Ruhr Üniversitesi ekolojislerinden Linda Weiss ve ekibi, yüksek CO2 seviyelerinin tatlı su kabukluları, özellikle de su piresi olarak da bilinen iki Daphnia türünün üzerindeki etkilerini inceledi. Çeşitli araştırmalarda, CO2 arttıkça okyanus kabuklularının kabuklarını oluşturmakta zorlandıkları ve duyularının zayıflaması nedeniyle avcılara karşı daha savunmasız hale geldkleri bulunmuştu. Bazı laboratuvar çalışmalarında da tatlı su türleri üzerinde benzer etkiler gözlenmişti. Ancak Weiss’in üzerinde durduğu Daphnia türleri incelenmemişti. Daphnialar düşmanlarını sezince, bir başlık ve sivri dikenlerle kendilerini korumaya çalışmaktaydı. Artan CO2’nin savunma mekanizmalarını nasıl etkileyebileceğini test etmek için Weiss ve ekibi, su pirelerini, en kötü durum senaryosuna uygun olarak, tatlı sularda görülen maksimum seviyenin hemen üstünde, maksimumdan yaklaşık yüzde 60 daha fazla CO2 seviyesine maruz bıraktı. Araştırmacılar, yüksek CO2 seviyelerine maruz kaldıklarında, su pirelerinin avcıları daha az algılayıp savunmalarının çözüldüğünü buldu.

Higgins, Weiss’in test ettiği hayvanların daha önce hiç bu kadar yüksek konsantrasyonlara maruz kalmadıklarını, bunun yanıltıcı sonuçlara neden olabileceğini ileri sürüyor: Bu sonuçlar, mevsimden mevsime ve gün boyunca göl ve rezervuarların sürekli olarak değişen karbondioksit seviyelerine uyum sağlamaya çalışan hayvanların deneyimlerinden farklı olabilir.
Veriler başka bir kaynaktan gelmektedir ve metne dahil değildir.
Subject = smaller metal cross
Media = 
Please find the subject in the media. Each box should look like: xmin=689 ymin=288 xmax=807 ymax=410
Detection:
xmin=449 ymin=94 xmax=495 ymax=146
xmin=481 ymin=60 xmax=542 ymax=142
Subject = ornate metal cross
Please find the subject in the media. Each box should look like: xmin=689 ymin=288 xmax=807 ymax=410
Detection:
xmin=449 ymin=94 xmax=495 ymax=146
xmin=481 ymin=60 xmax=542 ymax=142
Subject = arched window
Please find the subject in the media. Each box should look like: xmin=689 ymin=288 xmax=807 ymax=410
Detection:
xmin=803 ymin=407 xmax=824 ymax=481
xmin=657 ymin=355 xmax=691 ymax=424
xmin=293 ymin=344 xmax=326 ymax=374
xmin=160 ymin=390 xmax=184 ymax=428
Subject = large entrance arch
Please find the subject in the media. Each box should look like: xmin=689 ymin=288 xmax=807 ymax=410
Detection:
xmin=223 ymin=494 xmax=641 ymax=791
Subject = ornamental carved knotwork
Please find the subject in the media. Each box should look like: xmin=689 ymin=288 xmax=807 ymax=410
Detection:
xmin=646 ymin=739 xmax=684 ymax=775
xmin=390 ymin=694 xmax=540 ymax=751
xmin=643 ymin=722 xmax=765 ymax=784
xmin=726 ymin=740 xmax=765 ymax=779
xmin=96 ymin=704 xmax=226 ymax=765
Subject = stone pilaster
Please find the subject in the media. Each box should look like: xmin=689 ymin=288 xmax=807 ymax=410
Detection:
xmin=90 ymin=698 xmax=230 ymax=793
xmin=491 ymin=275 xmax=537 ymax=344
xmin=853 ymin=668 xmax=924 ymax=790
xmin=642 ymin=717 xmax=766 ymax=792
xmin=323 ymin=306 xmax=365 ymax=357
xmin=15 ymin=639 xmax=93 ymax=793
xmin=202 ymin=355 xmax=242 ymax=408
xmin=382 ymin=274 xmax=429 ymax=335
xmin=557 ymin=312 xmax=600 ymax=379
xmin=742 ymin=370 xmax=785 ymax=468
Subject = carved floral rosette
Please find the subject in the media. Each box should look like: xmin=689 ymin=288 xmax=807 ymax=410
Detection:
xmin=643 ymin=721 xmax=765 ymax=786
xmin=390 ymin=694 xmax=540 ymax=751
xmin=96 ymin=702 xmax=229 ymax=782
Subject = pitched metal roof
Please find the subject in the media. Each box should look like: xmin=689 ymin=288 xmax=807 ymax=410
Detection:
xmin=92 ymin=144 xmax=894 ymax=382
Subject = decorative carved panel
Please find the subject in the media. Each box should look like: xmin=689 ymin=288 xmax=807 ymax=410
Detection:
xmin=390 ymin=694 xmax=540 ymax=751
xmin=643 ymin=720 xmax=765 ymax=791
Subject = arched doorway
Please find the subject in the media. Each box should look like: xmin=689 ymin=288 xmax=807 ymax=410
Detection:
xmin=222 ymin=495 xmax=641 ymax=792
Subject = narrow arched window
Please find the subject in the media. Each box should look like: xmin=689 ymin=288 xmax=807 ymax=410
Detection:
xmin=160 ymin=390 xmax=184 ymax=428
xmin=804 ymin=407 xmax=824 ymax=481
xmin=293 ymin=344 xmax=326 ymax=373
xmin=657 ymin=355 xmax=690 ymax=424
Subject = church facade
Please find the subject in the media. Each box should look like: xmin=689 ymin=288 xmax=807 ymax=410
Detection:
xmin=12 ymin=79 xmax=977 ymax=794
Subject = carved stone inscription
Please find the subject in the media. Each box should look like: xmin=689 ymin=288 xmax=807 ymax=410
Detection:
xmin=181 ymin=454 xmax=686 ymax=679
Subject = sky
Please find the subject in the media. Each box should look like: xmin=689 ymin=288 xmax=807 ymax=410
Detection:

Henüz ayrıntıları çok net bilinmiyor olmasına rağmen, böylesine karmaşık bir su kimyasında yaşamak, belki de tatlı su pirelerine, bitkilere ve tüm canlılara gezegenin artan CO2 seviyesine uyum sağlamayı öğretecek. Ya da, karbon dioksit salınımını azaltacak önlemler alınmazsa, yakın bir gelecekte dünya büyük bir su ve gıda sorunuyla karşılaşacak.